Mesmo com a Constituição de 1988 – que incorporou cerca de 90% das reivindicações do segmento feminino, consolidando um aparato normativo que é referencial no tocante ao direito das mulheres – as estatísticas não apontam resultados concretos que indiquem redução na espiral de desigualdade, que coloca o segmento feminino em situação desfavorável no Brasil.

A atual Carta Magna é perfeita quanto ao tratamento dos sexos com igualdade, inclusive nas questões familiares, que ganharam reforço com as alterações no Código Civil, de 2002, cujo texto substituiu a norma de 1916. As pequenas reformas feitas no Código Penal nos últimos anos também extinguiram inúmeros dispositivos que diminuíam ou subjugavam a figura feminina.  

Mesmo assim, o regramento constitucional não tem impedido o agravamento da desigualdade entre homens e mulheres na sociedade brasileira. Isso ainda ocorre devido às práticas excludentes que permanecem operando sobre as mulheres, reflexo de uma visão conservadora e de um modelo de cidadania que ainda privilegia a imagem masculina no espaço público.

Os registros históricos apontam que, por séculos, as mulheres foram equiparadas por ascetas ao pecado, sendo consideradas instrumentos do diabo para propagar o pecado mortal na Terra. Vistas como “bruxas” muitas delas eram queimadas num castigo mortal.  

No século XVII, foram queimadas mais de um milhão de mulheres acusadas de bruxaria. Mutiladas em países da África com a supressão do clitóris, censuradas em países islâmicos onde são proibidas de exibir o rosto, subjugadas como escravas e prostitutas em regiões da Ásia, deploradas como filha única por famílias chinesas, são as mulheres que carregam o maior peso da opressão e violência no mundo.

Na antiguidade clássica e até muito recentemente, as mulheres eram excluídas da cidadania, preenchendo uma categoria odiosa de pré-cidadãs ou cidadãs incompletas dentro de um conceito de cidadania restritiva. Na antiga Grécia, as mulheres, juntamente com os metecos (estrangeiros) e os escravos, não se incluíam no raio de abrangência da cidadania. 

Num país instável como o Brasil – que vem negando ainda muitos direitos às mulheres – a cidadania feminina não conseguiu ser um parâmetro invariável da democracia, mostrando que esta ainda não foi plenamente conquistada.

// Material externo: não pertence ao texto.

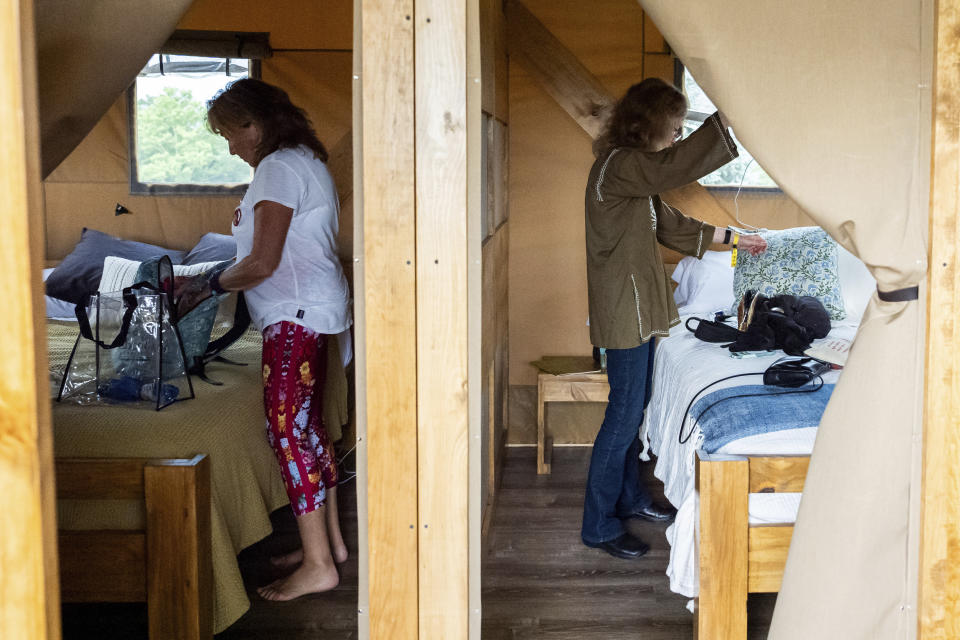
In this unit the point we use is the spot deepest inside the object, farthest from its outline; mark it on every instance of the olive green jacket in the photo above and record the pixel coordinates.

As relações desiguais de poder em que estiveram e ainda estão implicados homens e mulheres fogem às marcas de gênero para situarem-se no plano da violação dos direitos fomentada pela injustiça cultural dos preconceitos, estereótipos e padrões discriminatórios, que constroem a identidade de homens e mulheres, atribuindo-lhes diferentes papéis na vida social, política, econômica, cultural e familiar.

A violenta desigualdade entre homens e mulheres nesse cenário injusto compromete a democracia e penaliza a sociedade em todos os níveis de desenvolvimento. O que as mulheres buscam hoje é a igualdade de direitos – direitos humanos, direitos constitucionais legítimos, direito ao respeito, à dignidade, à educação, à moradia, à saúde, ao trabalho, à cultura, à cidadania, que devem ser buscados incansavelmente.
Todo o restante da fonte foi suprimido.